I am an iOS developer & developed a web services app which has been live on App Store for a year. Now I decided to make this app available cross-platform – beginning with Android, for which I hired an Android Developer.
Until this hire, all the web related code & data (PHP / MySQL / XML) was managed & fetched by me alone – so I did not worry much about the security. But now, with addition of another developer I have following concern:
The app sends POST request which includes how many rows to fetch – then a PHP script gets that many rows from MySQL & returns them in a well formatted XML. My concern is that now the employee will also know about the whole process & although he will not have direct access to PHP scripts OR MySQL database, he can still misuse it in a number of ways. For example, he can create a URL on web browser with a POST request for 100000 rows even – which will let him have all the data in an XML.

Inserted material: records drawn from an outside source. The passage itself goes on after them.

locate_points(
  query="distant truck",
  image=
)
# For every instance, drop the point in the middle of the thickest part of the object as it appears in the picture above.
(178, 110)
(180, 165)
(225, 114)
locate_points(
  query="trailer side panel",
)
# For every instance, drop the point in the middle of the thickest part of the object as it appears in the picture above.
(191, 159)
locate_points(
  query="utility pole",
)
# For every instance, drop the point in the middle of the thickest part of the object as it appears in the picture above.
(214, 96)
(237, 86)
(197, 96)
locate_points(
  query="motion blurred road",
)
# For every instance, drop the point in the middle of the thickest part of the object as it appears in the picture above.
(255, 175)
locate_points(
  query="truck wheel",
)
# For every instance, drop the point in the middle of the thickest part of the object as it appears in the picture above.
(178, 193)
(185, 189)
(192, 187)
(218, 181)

What measures should be taken to counter this? (Yes, I can force a hard limit of 40 in above particular case, but it is not an ideal or generalized solution.)

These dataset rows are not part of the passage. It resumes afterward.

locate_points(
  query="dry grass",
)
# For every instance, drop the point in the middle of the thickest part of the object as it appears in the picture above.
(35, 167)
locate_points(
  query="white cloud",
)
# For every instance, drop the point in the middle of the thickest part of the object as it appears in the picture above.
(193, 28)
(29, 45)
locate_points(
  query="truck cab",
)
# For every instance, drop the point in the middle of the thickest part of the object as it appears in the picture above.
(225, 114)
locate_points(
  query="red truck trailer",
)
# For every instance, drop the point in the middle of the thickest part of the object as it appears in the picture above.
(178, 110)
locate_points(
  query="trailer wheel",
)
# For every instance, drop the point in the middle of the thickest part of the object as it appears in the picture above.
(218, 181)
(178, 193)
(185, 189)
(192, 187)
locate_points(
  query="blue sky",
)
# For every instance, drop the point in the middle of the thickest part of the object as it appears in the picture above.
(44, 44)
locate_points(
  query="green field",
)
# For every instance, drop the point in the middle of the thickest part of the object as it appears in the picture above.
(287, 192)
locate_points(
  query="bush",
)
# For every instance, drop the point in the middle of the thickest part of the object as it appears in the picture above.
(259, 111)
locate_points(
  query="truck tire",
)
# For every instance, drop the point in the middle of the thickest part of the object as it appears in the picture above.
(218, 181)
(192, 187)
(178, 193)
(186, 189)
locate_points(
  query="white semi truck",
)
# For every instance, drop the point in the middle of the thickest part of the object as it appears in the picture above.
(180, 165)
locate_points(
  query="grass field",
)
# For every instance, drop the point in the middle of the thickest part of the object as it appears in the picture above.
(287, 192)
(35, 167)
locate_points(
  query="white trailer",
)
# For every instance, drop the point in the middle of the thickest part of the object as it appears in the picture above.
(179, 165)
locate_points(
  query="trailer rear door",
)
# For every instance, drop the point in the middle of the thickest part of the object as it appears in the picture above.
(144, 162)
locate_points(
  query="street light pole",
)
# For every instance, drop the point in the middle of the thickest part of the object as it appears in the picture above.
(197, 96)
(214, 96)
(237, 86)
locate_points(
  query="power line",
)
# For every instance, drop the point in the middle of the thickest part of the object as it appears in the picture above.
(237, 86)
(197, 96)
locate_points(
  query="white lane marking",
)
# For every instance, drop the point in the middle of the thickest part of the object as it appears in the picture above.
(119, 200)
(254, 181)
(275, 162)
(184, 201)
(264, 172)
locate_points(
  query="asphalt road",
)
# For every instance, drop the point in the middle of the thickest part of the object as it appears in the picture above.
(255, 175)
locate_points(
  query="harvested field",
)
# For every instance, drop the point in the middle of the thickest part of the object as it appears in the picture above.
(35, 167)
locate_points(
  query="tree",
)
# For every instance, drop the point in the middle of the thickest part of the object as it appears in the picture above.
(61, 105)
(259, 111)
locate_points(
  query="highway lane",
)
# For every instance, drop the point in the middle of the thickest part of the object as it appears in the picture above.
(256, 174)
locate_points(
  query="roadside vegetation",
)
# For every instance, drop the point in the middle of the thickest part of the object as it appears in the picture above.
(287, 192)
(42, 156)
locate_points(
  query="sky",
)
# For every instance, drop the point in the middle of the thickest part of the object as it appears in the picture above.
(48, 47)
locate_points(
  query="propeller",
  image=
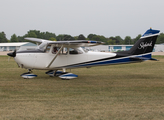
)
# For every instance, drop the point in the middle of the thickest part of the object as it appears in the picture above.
(12, 54)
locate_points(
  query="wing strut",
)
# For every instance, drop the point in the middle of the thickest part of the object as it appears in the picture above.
(55, 56)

BTW, I did an extensive google research on this topic & to my understanding, the above problem is known as “Semantic URL attack”. But I was not able to figure out the right solution for it. Using “Sessions” is suggested, but according to my understanding “Sessions” is only helpful if we have password based user authentication – which is not the feature of my app.
Any help would be highly appreciated.
First you must be aware that if you have no protection and allow just anything, people will be able to do anything, as simple as that. So as I understand, you don’t want to use the standard protections: i.e. users having login credentials, and using per-case defensive programming.
Okay, then one partial solution would be to compute a hash:
You would have to compute the same deterministic hash function in php and in your mobile app, preferably a very complex one, mixing your own dark encrypting algorithms with md5, sha1, synchronized threads, etc.
If you worry about the attacker to repeat an old query with the right hash, you can make a more complex handshake: first send to the client a random number, which will be a part of the hash to compute. Or something based on the datetime, the ip, or whatever.
Of course if the attacker reverse engineers your code, he can find out the hash function, but it would take him some work at least. You can obfuscate your client’s code if you want to make his job harder.
As a testimony, I have used this sort of technique against lame attackers on services which didn’t require a registration. Unless the attacker is a pro and badly wants your private data, it works.